Nierzadko metoda ta okazuje się ratunkiem na wgniecenia tzw. miękkie i szerokopowierzchniowe, które powstały np. na skutek gwałtownego osunięcia się pryzmy śniegu z budynku wprost na zaparkowany pod posesją samochód. Nawet wtedy, gdy połać dachu jest ekstremalnie wklęśnięta, można pokusić się o wypychanie. Rozwiązanie to mniej inwazyjne niż wycięcie połaci dachu – warto zawsze podjąć takie wyzwanie, a zwłaszcza w przypadku dachów fabrycznie spawanych laserowo czy klejonych. Nie należy zapominać, że naprawa z wykorzystaniem technologii bezlakierowego usuwania wgnieceń daje ogromne korzyści dla właściciela auta. Po pierwsze ogranicza utratę wartości auta. Po drugie nie ingeruje w konstrukcję auta, wspomniane wyżej wspawywanie dachu nie jest absolutnie konieczne.
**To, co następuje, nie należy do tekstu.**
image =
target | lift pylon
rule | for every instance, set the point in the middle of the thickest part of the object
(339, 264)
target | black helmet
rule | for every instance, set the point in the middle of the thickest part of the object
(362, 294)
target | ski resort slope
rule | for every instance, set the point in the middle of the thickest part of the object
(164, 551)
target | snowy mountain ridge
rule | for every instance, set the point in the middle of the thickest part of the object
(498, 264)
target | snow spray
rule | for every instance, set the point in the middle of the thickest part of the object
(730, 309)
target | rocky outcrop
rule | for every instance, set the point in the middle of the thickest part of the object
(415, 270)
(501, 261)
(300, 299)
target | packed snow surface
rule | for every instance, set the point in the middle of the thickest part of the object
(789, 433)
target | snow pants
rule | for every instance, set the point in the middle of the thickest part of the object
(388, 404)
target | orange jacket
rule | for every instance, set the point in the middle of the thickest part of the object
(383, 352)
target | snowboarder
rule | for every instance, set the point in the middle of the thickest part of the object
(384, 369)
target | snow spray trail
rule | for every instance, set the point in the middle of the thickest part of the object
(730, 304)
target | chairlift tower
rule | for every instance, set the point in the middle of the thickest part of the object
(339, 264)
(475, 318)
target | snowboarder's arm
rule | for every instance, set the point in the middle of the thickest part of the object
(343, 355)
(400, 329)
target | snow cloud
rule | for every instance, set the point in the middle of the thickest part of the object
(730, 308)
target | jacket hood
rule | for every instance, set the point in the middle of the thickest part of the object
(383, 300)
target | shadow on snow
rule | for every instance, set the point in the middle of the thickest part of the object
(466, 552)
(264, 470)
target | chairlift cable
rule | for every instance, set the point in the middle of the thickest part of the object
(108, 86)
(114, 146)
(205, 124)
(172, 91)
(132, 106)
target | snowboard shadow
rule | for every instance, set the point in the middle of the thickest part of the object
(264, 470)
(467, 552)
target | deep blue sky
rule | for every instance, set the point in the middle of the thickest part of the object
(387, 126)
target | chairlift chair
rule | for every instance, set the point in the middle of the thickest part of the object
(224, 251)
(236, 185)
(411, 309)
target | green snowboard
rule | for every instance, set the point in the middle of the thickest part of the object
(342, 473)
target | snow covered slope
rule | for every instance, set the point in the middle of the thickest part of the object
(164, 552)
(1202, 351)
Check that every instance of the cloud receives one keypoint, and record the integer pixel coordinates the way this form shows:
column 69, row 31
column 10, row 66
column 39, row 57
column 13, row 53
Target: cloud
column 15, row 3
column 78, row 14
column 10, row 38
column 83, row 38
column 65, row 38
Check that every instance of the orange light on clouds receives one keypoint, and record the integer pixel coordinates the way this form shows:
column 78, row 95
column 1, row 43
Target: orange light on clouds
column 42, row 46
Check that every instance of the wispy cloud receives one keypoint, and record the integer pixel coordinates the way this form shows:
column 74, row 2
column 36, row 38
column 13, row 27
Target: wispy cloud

Ilu jest mistrzów PDR w kraju? Przepytywani najczęściej wymieniają liczbę kilkunastu, rzadziej – dwudziestu kilku. Na pewno rynek nie jest jeszcze nasycony profesjonalistami. Kurs podstawowy oferuje w kraju kilka firm. Koszt od 1500 do nawet 7000 zł obejmuje podstawowe umiejętności.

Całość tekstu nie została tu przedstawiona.